张子明情绪激烈,但张若无却始终眉目平和地看着眼前的画像。
画中人他从未见过,在记忆中也只见过这一幅被悬在殿中的画像。
小时他时常不解,这被唤作母亲的画像究竟意味着什么。
她眼中的神情温柔,在他经受痛苦的时候却从未落下只言片语的安慰。
长久的沉默,就在张子明以为张若无这个锯嘴葫芦如同往常一样不会再有回应了的时候,张若无缓缓拉开了他的手。

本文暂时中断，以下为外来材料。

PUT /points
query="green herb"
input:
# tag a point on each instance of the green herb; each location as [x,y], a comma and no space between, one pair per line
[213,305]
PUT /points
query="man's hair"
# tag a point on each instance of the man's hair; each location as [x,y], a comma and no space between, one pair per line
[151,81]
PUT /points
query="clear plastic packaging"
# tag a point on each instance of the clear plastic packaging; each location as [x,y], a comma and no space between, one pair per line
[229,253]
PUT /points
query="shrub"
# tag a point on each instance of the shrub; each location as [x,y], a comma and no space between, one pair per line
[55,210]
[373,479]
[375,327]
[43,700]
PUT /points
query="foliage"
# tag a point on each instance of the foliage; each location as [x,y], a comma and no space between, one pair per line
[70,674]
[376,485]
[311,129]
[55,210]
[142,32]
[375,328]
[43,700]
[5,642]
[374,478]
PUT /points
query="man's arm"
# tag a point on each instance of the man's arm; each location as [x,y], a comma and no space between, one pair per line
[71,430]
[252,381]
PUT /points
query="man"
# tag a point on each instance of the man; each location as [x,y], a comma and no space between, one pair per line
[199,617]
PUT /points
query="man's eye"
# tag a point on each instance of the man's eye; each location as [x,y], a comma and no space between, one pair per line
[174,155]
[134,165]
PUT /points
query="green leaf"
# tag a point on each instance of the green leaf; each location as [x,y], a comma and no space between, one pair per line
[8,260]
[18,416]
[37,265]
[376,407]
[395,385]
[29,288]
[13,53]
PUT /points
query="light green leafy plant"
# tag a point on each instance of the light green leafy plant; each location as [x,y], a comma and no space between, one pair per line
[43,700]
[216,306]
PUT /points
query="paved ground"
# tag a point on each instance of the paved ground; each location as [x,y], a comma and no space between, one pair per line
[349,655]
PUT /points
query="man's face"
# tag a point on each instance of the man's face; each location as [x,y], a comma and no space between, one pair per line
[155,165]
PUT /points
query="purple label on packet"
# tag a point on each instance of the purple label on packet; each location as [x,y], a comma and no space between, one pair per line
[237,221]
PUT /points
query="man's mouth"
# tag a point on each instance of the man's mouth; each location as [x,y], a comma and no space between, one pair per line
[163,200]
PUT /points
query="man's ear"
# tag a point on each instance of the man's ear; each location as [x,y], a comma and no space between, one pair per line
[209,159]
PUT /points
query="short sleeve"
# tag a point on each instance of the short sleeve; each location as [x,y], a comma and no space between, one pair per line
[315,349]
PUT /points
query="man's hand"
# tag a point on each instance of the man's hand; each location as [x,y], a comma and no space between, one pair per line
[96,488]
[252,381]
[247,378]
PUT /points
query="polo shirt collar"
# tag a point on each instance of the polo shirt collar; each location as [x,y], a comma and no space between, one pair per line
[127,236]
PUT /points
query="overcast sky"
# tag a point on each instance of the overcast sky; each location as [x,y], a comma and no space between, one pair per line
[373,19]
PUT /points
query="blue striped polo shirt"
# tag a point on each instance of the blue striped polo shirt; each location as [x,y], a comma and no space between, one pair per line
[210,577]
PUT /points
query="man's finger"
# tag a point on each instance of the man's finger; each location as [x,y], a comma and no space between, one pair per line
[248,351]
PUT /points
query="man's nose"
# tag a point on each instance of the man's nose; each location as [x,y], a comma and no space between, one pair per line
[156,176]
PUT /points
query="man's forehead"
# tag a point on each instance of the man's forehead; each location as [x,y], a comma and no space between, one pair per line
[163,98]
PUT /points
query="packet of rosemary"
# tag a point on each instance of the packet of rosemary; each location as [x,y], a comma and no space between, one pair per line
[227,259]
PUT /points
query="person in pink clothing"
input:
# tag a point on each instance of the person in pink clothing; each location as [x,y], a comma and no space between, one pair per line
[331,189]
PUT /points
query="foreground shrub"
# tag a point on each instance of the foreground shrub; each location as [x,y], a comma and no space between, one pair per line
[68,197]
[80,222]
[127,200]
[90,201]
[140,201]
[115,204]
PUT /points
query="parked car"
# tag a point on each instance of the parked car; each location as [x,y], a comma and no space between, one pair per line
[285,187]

少年手上的力道带着让人无法抗拒的威势,钳着他的手,张子明竟然无法挣脱。
张子明分明是元婴初期的修为,却从未想过一向顺从的张若无竟然会突然反抗,一时不察,被张若无甩开了双手。
张子明目眦欲裂,感到权威被挑衅,他愤怒异常:“你竟敢反抗?出去一趟,就不记得是谁教养你长大,花费了无数天材地宝保住你这条性命了吗!”
张若无恍若未觉。
他走上前,按下香案上突起的一处雕花。
眼前的画像沉入地底,露出一间密室。
整间密室都由寒铁铸成,一开门便露出森森寒气,室内的温度迅速地降了下来。
里面只有一个简单的白玉池,如同冰雪铸就,也同样冒着寒气。
若是体质稍弱的人,一进去恐怕就会被其中冰寒如同实质的寒气灼伤。
此时,白玉池里面空空荡荡,什么都没有。
但张若无却仿佛能看见,他踏入池中的画面。
里面将会注满灵液,张子明再在他身上划下数道小臂长短的伤口,鲜血便会源源不断地流入灵液中。
直到注满池子的灵液都变成了暗红色,他身上的血仿佛都流干了,他才会被允许起身。
每月一次,寒来暑往从无间断。
这被张子明称为:放血治疗。
“义父。”
“放血,到底是为了治什么?”
张若无走入密室,周遭温度骤降,连特制的法袍上都结了一层霜,可这样的温度他早已经习惯。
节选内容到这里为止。